Past acid attack on minor girl student who didn’t wear hijab/veil
In 2001, a terror outfit Lashkar-e-Jabbar after carrying out an acid attack on a 14-year-old student issued a diktat that all women in Kashmir must wear a veil. The attack was carried out by four youths who were believed to be indoctrinated by the outfit for carrying out such heinous acts in the name of religion.
Lashkar-e-Jabbar carried out a series of acid attacks in the Valley in the end of 2001 to ensure that edicts issued by the outfit are followed by women in letter and spirit. In some cases activists of now banned women terror group Dukhtaran-e-Millat (Daughters of the faith) founded by Asiya Andrabi, a self-described “Islamic feminist”, were also accused of throwing acid on females who refused to follow the diktats issued by the Lashkar-e-Jabbar.
The tactics used by the militants to stifle the fairer sex have also been used by the disgruntled roadside Romeos to settle scores with the women, who dared to say no to them. And unfortunately, acid attacks have become a part of the Kashmir society, thanks to Pakistan and its stooges in the Valley.
Recently, a 24-year old female was attacked with acid in Srinagar’s old city by a jilted suitor who had been stalking her. Sajid Altaf Rather has been arrested along with his two accomplices. The victim has been admitted to Shri Maharaja Hari Singh ( SMHS) hospital but is likely to be moved to Chennai for specialized treatment as she has lost her eyesight.
Now, Islamist outfits like PFI (centered in Kerala but with tentacles all over Bharat) and Jamaat-e-Islami Hind (founded in pre-partition Hyderabad state by notorious Islamist ideologue Maududi) are emulating their fundamentalist Pakistani counterparts and are driving the movement for hijab/face veil in Karnataka govt. schools.
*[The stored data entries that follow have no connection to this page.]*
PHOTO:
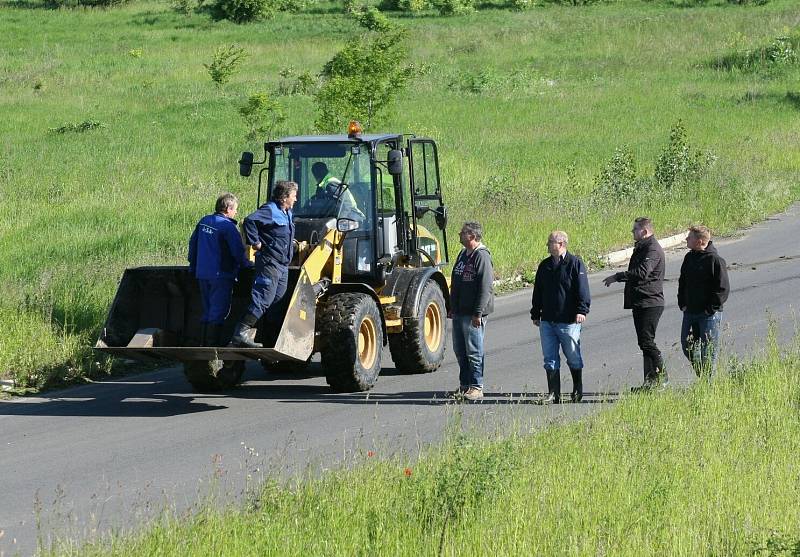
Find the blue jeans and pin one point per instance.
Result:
(269, 286)
(468, 346)
(216, 296)
(700, 340)
(567, 336)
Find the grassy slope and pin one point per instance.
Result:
(711, 470)
(536, 101)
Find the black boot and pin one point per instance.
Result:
(553, 387)
(245, 332)
(577, 384)
(213, 334)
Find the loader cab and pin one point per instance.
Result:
(400, 216)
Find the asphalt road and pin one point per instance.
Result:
(112, 454)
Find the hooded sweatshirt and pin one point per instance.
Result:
(471, 283)
(703, 286)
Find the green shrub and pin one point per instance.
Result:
(779, 54)
(80, 127)
(86, 3)
(618, 178)
(245, 11)
(225, 63)
(679, 162)
(365, 76)
(455, 7)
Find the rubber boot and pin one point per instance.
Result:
(553, 387)
(213, 334)
(577, 384)
(245, 332)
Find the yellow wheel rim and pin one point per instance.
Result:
(433, 327)
(367, 343)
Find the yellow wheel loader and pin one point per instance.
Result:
(367, 271)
Women in many Muslim countries like Iran have struggled long and hard for the right to reject clothing like hijab/niqab/burqa which clerics say are meant to ‘protect’ women from the male gaze. Although fundamentalists quote hadith (Islamic scripture) to say that such head/body covering garments are necessary from menstruating age, some recommend hijab for even younger girls (as young as 4-year-olds) arguing that it allows them to ‘get used to it’.